Our report on the industry money behind a bill to expand payday lending practices in California generated 40 articles and editorials calling for the legislation to be voted down including Consumed by payday loans: State legislators offer haven for lenders deemed 'predatory.'

We issued early reports showing the money behind the Joint Select Committee on Deficit Reduction, resulting in articles such as Citigroup, Goldman Big 'Super Committee' Donors, and the Stop Online Piracy Act, SOPA supporters are cashing the media's checks, resulting in the INFLUENCE GAME: Online companies win piracy fight. We exposed that the Private Equity Industry Has Given $17M to Lawmakers Since '07 and kept a watchful eye on The Money Behind the Bailout Vote in 2008 when Money and Politics Met on Bailout: 'Yes' Votes Came from Reps who Took More from Wall St.

Last year we launched our Wisconsin website, giving citizens a front row seat to the Wisconsin State Legislature. Just recently we launched our Company Pages, Shining a MapLight on Corporate Political Influence, prompting Susan Reisinger to write "The non-partisan research group MapLight launched an online project that is sure to catch the eye of many a general counsel." Our Topics pages are set for a public launch next week.

We are encouraged daily as we gain momentum. Our data was cited in 1,500 money in politics news stories last year reaching over 55 million readers and viewers. However, the fight continues and since Money Buys Access In Government, MapLight will be there, continuing to expose The myths and realities of corruption and keeping a watchful eye on the shadowy world of Super PACs and the Flood of Money in U.S. Politics. With money flooding our politics, MapLight's work is more critical and central than ever.
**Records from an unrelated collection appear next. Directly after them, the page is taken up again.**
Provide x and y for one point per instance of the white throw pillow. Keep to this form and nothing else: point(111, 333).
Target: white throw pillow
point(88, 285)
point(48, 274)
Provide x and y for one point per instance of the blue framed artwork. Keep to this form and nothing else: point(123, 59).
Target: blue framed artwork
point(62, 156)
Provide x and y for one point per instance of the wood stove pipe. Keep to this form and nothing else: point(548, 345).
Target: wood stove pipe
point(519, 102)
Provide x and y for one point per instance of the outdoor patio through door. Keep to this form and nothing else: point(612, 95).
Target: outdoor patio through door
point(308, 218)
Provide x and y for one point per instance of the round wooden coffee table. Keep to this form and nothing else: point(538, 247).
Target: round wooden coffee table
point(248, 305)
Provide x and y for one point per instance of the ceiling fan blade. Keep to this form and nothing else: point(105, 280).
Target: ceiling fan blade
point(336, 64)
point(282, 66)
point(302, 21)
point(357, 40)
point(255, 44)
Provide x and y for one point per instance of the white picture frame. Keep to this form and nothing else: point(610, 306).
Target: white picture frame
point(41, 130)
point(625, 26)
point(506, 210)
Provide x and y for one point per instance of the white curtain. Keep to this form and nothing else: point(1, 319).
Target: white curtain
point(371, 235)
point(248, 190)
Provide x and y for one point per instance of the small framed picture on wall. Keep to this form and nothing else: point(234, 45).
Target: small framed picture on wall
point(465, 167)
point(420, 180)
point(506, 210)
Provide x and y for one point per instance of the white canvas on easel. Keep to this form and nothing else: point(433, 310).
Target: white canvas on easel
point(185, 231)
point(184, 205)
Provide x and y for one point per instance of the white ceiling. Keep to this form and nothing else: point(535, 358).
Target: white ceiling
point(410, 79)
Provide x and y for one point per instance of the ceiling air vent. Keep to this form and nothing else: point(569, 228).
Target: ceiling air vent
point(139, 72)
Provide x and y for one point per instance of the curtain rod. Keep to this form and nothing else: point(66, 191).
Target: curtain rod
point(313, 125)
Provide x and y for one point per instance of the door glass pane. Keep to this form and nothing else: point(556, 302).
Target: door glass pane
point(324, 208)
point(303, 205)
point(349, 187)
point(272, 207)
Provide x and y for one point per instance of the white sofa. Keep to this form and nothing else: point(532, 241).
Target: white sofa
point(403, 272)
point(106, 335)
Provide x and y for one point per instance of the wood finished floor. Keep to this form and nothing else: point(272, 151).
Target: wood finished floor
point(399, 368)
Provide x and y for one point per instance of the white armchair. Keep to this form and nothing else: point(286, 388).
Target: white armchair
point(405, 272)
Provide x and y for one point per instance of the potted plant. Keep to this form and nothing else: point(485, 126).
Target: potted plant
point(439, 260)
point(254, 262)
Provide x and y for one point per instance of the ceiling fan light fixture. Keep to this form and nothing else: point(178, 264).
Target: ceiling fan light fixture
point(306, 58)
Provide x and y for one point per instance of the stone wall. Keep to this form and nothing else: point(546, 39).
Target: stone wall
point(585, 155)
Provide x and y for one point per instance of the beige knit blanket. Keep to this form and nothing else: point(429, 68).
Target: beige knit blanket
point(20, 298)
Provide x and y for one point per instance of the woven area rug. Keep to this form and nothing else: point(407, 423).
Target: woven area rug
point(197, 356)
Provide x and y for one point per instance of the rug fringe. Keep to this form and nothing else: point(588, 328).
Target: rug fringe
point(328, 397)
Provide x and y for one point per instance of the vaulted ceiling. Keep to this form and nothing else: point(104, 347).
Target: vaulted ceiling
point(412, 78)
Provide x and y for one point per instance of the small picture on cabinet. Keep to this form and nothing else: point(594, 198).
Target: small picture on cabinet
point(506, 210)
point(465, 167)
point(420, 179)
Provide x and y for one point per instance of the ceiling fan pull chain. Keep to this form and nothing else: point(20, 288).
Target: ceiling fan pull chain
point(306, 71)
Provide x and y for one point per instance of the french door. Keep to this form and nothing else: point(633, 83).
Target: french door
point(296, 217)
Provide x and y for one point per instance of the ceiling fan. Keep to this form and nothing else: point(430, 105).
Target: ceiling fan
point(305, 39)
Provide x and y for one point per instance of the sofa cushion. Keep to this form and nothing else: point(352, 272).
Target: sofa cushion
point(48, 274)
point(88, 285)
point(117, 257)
"We have a corrupt system where government is responsive to the donors and not to the citizens.... companies and rich individuals can buy the politicians they want into office." Daniel Newman on Al Jazeera

We need your help, now more than ever to Change the World With a Click of the Mouse by continuing to use MapLight's database to expose the economy of influence in DC, California and Wisconsin, and to hold legislators accountable at every turn when big moneyed interests attempt to Buy Votes and access to our government. It will take all of us, the left, right, and center, to fix our money-dominated system and make our democracy work. We invite you to join us in our fight to put our Representative Government back into the hands of its rightful owners: you, your children, and all the people that make up this great country. 

Thank you for everything you've done to help shine a light on money and politics over the last seven years. We know that working together with you, the best is yet to come.